Kombo skills, was ist das? wie bekomme ich das? was muss ich dafür machen?

Nun ein kleiner Guide was man braucht und wo man es sich holen kann.
Hier der Link zur Liste: Komboskillkompendium
Die Vorrausetzungen:

Einen Charackter auf Level 15(20/25/30) mit Zweitklasse auch auf 15(20/25/30).
Material skills auf 1(8/20), wahlweise können die materialen auch im AH gekauft werden.

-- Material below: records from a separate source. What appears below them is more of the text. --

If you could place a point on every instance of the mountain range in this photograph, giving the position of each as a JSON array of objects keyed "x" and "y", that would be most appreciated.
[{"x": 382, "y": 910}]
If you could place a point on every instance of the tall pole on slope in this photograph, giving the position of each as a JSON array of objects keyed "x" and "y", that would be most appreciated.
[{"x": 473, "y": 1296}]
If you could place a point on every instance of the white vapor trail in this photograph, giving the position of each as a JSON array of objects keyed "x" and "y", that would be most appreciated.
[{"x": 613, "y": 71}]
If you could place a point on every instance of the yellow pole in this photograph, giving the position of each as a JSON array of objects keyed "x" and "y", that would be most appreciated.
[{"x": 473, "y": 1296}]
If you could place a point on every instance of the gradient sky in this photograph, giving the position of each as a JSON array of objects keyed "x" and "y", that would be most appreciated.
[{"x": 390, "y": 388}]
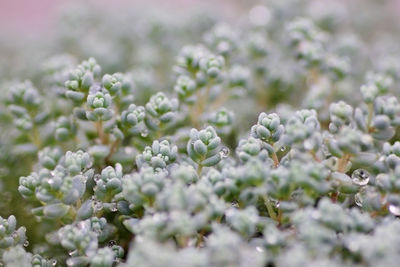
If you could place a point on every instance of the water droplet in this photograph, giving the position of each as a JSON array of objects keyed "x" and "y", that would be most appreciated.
[
  {"x": 394, "y": 209},
  {"x": 96, "y": 177},
  {"x": 72, "y": 252},
  {"x": 144, "y": 133},
  {"x": 358, "y": 199},
  {"x": 360, "y": 177},
  {"x": 112, "y": 243},
  {"x": 259, "y": 249},
  {"x": 113, "y": 207},
  {"x": 224, "y": 152},
  {"x": 308, "y": 144},
  {"x": 98, "y": 206}
]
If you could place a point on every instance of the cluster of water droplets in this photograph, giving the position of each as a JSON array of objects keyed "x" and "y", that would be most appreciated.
[
  {"x": 224, "y": 153},
  {"x": 360, "y": 177}
]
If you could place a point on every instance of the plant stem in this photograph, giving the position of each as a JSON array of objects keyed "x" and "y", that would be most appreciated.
[
  {"x": 270, "y": 209},
  {"x": 370, "y": 113},
  {"x": 199, "y": 168},
  {"x": 113, "y": 149},
  {"x": 100, "y": 132},
  {"x": 275, "y": 159}
]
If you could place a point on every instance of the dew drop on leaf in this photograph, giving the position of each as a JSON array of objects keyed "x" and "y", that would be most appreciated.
[
  {"x": 360, "y": 177},
  {"x": 394, "y": 209}
]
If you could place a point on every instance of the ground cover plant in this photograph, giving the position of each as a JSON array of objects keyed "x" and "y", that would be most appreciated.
[{"x": 138, "y": 139}]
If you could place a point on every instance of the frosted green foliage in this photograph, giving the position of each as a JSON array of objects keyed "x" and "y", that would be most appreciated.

Man kann für beide Klassen die Komboskills holen, also wählt man nicht beim Charackter erstellen die Komboskills aus, sondern erst wenn man die zweitklasse wählt.

Beispiel:
Wenn man also Priester/Magier ist kann man sich sowohl die Komboskills für den Priester als auch die für den Magier holen. Die Materiallien sind bis auf den 25/25 skill die gleichen.


*Level 15/15 Zertifikat:*
Das Level 15 Zertifikat kann man in Varanas in der Klassenhalle beim Elite Skill Trainer bekommen.
Dieser verlangt pro Zertifikat 3 Eschenderbholz, 3 Bergteufelgrassaft, 3 Zinkklumpen und 8000 Gold.
Die Materiallien sind Nähe Pioneerskolonie bis Logar zu finden.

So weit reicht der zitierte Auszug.